Evan Warfel asks a question:

Let’s say that a researcher is collecting data on people for an experiment. Furthermore, it just so happens that due to the data collection procedure, data is gathered and recorded in 100-person increments. (Making it so that the researcher effectively has a time series, and at some point t, they decide to stop collecting data.)

Now, let’s assume that the researcher is not following best practices and wants to compute summary statistics at each timestep. How might they tell if the data they are collecting has or is likely to have finite vs. non-finite variance? E.g. How might they tell that what they are studying isn’t best described by, say, a Cauchy distribution (where they can’t be sure that estimates of the standard deviation will stabilize with more data)? Is the only solution to run goodness-of-fit tests at each time t and just hope for finite variance?

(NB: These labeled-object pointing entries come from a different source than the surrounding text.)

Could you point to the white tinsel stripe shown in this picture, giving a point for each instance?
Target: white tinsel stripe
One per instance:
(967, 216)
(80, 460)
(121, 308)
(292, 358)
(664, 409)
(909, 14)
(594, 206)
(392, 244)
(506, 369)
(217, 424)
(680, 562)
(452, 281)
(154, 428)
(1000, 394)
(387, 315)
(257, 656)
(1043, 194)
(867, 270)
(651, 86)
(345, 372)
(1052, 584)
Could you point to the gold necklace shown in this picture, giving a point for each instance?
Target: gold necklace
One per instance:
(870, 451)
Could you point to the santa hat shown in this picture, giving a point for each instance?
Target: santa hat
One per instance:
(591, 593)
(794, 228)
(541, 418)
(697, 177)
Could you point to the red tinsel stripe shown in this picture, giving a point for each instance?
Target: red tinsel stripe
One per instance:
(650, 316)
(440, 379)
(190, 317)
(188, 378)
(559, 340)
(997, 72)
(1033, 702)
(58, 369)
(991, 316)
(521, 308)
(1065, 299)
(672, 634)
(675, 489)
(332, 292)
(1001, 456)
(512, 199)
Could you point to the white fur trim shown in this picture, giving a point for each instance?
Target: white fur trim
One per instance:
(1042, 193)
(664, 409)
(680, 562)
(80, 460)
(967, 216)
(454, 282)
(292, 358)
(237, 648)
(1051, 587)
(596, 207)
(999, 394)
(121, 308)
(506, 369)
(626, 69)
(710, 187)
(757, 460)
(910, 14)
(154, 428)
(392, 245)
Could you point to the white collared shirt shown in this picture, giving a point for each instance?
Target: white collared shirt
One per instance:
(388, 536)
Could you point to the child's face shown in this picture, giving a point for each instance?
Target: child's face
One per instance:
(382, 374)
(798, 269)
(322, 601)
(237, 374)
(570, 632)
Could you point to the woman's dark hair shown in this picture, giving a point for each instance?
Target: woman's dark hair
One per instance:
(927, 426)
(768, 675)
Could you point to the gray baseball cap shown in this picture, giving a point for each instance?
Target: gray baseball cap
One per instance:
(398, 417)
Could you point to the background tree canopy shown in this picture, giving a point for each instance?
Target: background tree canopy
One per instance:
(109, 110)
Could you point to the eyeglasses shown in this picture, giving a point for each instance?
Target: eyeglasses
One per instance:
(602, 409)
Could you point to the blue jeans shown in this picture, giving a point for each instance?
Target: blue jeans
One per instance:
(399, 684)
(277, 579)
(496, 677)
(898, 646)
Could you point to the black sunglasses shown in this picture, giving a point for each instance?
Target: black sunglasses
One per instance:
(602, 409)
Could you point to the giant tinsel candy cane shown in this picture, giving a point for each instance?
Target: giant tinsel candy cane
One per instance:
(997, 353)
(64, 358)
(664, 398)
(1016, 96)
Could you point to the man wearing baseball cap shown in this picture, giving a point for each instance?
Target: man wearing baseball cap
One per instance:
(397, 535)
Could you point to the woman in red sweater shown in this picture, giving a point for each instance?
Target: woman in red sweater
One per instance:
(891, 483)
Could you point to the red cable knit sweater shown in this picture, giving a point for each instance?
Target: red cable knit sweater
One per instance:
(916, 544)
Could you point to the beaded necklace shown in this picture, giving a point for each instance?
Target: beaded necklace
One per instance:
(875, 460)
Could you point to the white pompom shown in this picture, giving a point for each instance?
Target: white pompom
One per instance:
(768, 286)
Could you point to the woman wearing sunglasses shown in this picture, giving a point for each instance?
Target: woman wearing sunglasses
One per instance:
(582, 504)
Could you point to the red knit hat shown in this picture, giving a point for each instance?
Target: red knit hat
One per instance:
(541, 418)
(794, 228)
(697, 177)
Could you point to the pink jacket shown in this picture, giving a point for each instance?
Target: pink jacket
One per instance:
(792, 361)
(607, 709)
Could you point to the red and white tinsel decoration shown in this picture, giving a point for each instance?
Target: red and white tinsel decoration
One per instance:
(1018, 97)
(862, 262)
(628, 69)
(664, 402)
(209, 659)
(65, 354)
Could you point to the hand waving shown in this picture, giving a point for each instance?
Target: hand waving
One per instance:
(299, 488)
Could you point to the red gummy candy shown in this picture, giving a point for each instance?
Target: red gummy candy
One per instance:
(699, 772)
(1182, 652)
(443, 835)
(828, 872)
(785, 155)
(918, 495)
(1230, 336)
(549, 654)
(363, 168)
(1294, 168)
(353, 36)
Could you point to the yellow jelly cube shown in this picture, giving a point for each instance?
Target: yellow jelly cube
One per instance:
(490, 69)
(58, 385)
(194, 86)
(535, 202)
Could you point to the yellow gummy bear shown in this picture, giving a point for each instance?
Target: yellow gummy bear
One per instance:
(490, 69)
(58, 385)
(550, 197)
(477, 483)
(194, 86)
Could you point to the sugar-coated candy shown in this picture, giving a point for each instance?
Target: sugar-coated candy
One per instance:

I ask because my understanding is that many statistical calculations relating to NHST rely on the central limit theorem. Given cognitive biases like scope neglect, I wonder if people might be systematically bad at reasoning about the true amount of variation in human beings, and if this might cause them to accept the CLT as applicable to all situations.

He elaborates:

Clearly, if one’s data comes from a source generating approximately normal data, one can have a decent indication that the variance is finite via standard issue tests of normality. Maybe at large samples (like those implied by 100-person increments), this question is easy enough to resolve? But what if one only has the time/resources to gather fewer data points? Or, to flip it around—Is it definitionally possible to have diabolical distributions where the first N points sampled are likely to look normal or have finite variance, and after N points things devolve? Or does this push the definition of finite variance too far?

I’ll answer the questions in reverse order:

1. Yes, you can definitely see long-tailed distributions where the tail behavior is unclear even from what might be considered a large sample. For an example, see section 7.6 of BDA3, which is an elaboration of an example from Rubin (1983).

2. You can also see this by drawing some samples from a Cauchy distribution. In the R console, type sort(round(rcauchy(100))) or sort(round(rcauchy(1000))).

3. By the way, if you want insight into the Cauchy and related distributions, try thinking of them as ratios of estimated regression coefficients. If u and v have normal distributions, then u/v has a distribution with Cauchy tails. (If v is something like normal(4,1) then you won’t typically see those tails, but they’re there if you go out far enough.)

4. One reason why point #3 is important is that it can make you ask why you’re interested in the distribution of whatever you’re looking at in the first place.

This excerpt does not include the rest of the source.